The probability \(P(O|N)\) will be a normal distribution with a specified mean, \(\mu\) , and standard deviation, \(\sigma\). The mean might be zero if this is a climatology check (in some regions we might be able to do considerably better than the standard \(\pm8^{\circ}\mathrm{C})\) with the standard deviation corresponding to the climatological standard deviation. For a background check, the mean would be the background estimate and the standard deviation its uncertainty, augmented by the expected measurement uncertainty.

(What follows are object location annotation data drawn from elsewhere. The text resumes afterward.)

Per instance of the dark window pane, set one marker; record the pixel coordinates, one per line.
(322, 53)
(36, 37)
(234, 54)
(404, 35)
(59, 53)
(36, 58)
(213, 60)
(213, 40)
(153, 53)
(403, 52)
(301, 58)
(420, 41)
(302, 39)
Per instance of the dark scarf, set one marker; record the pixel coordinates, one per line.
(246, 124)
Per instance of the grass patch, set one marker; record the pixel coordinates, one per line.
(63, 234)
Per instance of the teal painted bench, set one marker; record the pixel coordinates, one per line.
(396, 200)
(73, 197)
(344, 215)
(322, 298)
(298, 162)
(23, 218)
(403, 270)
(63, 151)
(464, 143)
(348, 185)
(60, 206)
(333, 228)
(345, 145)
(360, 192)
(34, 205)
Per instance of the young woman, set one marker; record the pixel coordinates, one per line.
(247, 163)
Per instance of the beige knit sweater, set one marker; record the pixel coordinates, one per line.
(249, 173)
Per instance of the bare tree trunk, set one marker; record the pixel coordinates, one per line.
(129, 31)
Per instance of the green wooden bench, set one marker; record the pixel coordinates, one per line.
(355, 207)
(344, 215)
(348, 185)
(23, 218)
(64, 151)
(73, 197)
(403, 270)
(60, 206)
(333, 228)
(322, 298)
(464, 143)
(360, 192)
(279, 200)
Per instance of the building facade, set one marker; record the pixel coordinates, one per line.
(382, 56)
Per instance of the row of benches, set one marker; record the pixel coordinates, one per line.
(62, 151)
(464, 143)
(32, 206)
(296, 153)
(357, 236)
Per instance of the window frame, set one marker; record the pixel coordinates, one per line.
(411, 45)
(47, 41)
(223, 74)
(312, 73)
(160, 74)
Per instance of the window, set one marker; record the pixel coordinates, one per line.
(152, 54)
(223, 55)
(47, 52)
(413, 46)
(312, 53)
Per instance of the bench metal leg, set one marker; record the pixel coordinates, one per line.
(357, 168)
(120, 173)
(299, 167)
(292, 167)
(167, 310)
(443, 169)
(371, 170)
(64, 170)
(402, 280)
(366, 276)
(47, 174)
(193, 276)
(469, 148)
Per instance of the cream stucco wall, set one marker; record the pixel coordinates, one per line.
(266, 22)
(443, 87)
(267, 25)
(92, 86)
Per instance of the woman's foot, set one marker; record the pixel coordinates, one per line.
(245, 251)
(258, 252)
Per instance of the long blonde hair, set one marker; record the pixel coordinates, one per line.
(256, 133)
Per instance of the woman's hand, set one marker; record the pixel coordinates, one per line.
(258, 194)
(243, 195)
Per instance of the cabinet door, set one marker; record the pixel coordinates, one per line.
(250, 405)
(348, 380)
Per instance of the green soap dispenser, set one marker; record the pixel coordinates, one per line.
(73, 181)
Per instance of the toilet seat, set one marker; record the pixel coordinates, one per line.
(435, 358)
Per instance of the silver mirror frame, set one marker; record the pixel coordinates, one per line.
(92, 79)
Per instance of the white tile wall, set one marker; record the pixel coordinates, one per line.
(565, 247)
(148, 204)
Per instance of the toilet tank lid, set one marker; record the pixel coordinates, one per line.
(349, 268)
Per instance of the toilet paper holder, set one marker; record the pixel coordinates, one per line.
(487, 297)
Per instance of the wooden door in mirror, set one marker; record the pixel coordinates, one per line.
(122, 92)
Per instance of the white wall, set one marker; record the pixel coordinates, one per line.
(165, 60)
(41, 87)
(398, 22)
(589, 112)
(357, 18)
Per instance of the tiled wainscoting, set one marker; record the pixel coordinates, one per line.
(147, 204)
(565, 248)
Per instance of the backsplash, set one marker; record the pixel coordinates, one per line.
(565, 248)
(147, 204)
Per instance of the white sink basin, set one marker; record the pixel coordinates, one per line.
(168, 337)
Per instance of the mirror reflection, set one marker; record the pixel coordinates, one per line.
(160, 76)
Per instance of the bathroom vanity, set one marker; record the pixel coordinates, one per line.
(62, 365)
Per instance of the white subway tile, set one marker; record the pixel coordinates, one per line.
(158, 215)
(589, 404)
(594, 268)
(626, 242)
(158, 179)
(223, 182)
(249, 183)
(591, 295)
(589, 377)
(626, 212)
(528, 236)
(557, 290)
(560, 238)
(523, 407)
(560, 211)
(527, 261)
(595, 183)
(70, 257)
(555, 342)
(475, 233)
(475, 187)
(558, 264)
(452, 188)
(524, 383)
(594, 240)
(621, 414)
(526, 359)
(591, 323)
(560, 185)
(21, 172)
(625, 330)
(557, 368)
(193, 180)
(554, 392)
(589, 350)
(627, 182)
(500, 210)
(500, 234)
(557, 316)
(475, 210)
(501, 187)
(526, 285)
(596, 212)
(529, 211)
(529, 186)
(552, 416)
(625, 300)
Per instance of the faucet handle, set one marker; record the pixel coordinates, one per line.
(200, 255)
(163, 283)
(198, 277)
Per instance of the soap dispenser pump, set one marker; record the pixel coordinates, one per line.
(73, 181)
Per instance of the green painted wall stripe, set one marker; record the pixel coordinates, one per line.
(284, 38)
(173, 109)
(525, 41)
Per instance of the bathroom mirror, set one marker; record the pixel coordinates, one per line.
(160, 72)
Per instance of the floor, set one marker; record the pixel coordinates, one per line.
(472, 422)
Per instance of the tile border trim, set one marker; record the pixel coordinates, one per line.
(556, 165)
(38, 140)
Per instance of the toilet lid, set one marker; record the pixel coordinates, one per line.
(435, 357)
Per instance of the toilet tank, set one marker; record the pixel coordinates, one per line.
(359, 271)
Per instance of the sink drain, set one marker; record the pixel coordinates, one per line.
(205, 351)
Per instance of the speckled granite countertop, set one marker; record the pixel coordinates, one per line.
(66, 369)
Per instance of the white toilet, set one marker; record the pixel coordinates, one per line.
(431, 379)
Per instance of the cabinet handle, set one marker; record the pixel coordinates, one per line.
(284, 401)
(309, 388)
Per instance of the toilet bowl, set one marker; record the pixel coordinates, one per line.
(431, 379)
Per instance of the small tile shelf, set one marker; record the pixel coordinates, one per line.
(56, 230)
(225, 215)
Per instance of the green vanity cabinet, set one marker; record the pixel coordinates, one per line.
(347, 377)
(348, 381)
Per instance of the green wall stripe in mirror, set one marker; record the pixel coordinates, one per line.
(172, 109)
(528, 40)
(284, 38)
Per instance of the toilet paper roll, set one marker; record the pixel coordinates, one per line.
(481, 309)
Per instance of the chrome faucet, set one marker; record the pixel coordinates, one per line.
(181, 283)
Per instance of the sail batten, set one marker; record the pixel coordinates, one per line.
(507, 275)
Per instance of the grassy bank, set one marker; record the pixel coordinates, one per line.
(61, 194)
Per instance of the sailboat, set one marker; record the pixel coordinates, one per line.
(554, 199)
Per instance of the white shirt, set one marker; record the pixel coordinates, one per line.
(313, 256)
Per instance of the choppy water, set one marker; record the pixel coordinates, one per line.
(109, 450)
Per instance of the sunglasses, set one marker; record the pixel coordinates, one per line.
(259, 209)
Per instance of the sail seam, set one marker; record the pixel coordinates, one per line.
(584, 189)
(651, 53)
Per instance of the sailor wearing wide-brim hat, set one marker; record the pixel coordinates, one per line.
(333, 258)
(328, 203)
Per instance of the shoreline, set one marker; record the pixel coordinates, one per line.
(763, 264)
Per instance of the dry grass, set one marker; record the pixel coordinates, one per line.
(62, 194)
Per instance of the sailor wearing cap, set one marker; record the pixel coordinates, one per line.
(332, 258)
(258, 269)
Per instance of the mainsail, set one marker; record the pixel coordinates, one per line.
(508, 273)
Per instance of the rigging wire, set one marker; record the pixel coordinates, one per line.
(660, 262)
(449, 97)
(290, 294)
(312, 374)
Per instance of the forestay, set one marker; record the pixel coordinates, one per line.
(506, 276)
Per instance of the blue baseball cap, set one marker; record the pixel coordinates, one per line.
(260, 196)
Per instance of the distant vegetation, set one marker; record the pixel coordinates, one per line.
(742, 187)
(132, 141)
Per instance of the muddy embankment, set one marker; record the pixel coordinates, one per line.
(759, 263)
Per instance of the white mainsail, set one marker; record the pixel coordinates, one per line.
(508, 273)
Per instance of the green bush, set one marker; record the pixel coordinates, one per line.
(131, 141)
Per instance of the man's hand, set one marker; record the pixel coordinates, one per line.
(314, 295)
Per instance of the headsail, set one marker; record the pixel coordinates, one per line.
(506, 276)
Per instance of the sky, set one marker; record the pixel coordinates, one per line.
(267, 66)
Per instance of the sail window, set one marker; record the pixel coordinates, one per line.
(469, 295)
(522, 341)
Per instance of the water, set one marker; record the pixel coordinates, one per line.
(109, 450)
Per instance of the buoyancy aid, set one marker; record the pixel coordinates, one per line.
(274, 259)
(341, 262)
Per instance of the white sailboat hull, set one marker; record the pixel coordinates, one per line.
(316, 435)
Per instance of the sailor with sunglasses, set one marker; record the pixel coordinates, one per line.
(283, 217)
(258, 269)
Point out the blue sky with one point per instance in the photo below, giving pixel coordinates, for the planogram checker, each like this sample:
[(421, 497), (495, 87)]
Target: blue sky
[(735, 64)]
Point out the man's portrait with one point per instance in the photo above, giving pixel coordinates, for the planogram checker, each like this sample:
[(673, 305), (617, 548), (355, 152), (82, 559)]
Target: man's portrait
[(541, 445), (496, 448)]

For a buddy check, the mean would be the buddy average and the standard deviation would be the uncertainty in that average combined (again) with the expected measurement uncertainty of the observation to be tested.
Regardless, the probability will be
\(P(O|N)=\frac{\int_{L_{low}}^{L_{high}}\frac{1}{\sigma\sqrt{2\pi}}\exp\left(-\frac{\left(x-\mu\right)^{2}}{2\sigma^{2}}\right)dx}{\int_{R_{low}-\frac{Q}{2}}^{R_{high}+\frac{Q}{2}}\frac{1}{\sigma\sqrt{2\pi}}\exp\left(-\frac{\left(x-\mu\right)^{2}}{2\sigma^{2}}\right)dx}\)
where
\(L_{high}=\min\left[o+\frac{Q}{2},\ R_{high}+\frac{Q}{2}\right]\)
and
\(L_{low}=\max\left[o-\frac{Q}{2},\ R_{low}-\frac{Q}{2}\right]\)
The integral in the top half of the fraction is the integral of the pdf between the observed value \(\pm\frac{Q}{2}\) which is to say over the range of actual temperatures that would round to the observed value (unless we are close to the range limits) and the integral in the bottom half is the integral of the pdf across the entire allowed range to normalise the probability particularly for those cases where the observation is within a few \(\sigma\) of the limit.
This can be rewritten in terms of error functions as
\(P(O|N)=\frac{erf\left(\frac{L_{high}-\mu}{\sigma\sqrt{2}}\right)-erf\left(\frac{L_{low}-\mu}{\sigma\sqrt{2}}\right)}{erf\left(\frac{R_{high}+\frac{Q}{2}-\mu}{\sigma\sqrt{2}}\right)-erf\left(\frac{R_{low}-\frac{Q}{2}-\mu}{\sigma\sqrt{2}}\right)}\)
The remaining term is \(P(E)\), the prior probability of gross error which ought to be whatever you think the prevailing probability of gross error is or, if you have more specific information, like you know the ship is unreliable, then use that instead.
Combining all these terms gives a monstrously ugly formula which isn’t worth writing out here.